Before it launched, S.H.I.E.L.D. seemed like a sure bet because, unlike the event-driven Marvel movies, the spy agency provided a focused, procedural-ish framework for a weekly TV series. (That, in 2013, it should be trying to get us to root for the goons in the black helicopters rather than those trying to shoot them down is another matter entirely.) Better, it would concentrate on real (or real-esque) people who fell a few clicks down on the power scale from Galactus or even Cypher. Which makes it all the more ironic that the biggest problem with the storytelling so far is its omnipotence. At this point, S.H.I.E.L.D. stories can theoretically be about anything — sexy revolutionaries in Latin America, forced robotic eyeball surgery in Belarus, Ian Hart’s terrifyingly insane accent — which is really a fancy way of saying they’re about nothing. Just because Agent Coulson has Thor’s cell phone number doesn’t make him the ideal chaperon to a radically changed world. If we’re not rocketing with deities, better to be pounding the torn-up pavement below than stuck hovering somewhere in between. A more grounded, personality-driven superhero show based on Brian Michael Bendis’s Alias (which actually almost happened) or Matt Fraction’s Hawkeye would have the nimbleness that the lumbering S.H.I.E.L.D. woefully lacks. A group of inoffensive meddlers schlepping from place to place isn’t a compelling series. It’s Scooby-Doo.
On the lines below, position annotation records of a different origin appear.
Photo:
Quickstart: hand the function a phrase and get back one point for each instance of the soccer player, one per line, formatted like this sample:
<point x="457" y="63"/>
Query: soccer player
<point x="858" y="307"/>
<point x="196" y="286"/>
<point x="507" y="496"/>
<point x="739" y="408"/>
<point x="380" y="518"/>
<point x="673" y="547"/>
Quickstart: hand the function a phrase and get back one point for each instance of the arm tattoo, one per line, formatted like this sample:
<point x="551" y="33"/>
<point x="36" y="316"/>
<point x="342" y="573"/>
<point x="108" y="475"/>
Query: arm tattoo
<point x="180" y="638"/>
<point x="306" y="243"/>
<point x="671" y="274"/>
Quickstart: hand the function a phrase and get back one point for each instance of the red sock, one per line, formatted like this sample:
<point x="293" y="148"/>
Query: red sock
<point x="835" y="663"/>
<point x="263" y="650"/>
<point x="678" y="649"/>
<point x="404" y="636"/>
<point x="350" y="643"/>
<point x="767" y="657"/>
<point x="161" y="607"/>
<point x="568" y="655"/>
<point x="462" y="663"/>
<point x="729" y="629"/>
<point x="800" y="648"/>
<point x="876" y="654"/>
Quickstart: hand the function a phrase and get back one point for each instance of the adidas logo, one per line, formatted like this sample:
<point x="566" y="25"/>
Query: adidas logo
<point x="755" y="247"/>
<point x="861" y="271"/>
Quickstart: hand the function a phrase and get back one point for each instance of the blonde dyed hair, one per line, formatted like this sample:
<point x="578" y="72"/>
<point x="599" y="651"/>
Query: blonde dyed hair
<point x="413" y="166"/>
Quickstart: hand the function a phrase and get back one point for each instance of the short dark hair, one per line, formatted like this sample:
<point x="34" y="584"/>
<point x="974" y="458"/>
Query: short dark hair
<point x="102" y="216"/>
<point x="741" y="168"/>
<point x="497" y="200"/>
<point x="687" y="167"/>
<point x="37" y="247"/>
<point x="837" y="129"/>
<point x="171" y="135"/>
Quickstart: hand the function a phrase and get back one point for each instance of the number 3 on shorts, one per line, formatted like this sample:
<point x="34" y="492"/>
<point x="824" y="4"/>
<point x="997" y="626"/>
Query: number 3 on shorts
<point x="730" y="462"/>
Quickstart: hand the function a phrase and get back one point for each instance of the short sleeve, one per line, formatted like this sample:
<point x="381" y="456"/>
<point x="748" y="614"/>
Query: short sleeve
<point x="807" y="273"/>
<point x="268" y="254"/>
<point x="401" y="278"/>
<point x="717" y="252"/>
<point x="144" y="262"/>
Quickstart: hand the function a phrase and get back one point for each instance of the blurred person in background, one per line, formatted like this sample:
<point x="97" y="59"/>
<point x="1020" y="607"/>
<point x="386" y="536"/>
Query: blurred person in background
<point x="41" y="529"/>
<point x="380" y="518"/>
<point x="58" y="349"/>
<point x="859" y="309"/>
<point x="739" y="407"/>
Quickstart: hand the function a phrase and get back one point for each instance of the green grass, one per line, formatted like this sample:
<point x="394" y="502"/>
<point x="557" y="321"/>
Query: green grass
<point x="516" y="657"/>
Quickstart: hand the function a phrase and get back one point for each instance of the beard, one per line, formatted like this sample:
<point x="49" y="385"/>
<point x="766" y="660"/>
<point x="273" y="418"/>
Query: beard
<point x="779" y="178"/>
It’s too soon to write the series off entirely. For one thing, Whedon shows, even Whedon-esque shows like this one, often taken time to find themselves. (Pity the odd, interesting series like Dollhouse that have been cancelled before completing their search.) And S.H.I.E.L.D. is the rare ambitious project that will be given all the time in the world to figure it out. There were a few passing moments in Tuesday’s “Eye-Spy” that suggested a winking swagger necessary to keep the show’s well-oiled, case-of-the-week machinery from putting audiences to sleep. (I liked the creepy Swedish subway masks. The tough, sexy Pascale Armand should be added to the team immediately. And it’s a win anytime FitzSimmons are stuck, snackless, in the field.) But for a show that promised a deep dive into the gaping holes of possibility opened by a decade of Marvel movies, S.H.I.E.L.D., for now, feels dispiritingly like profit-generating spackle.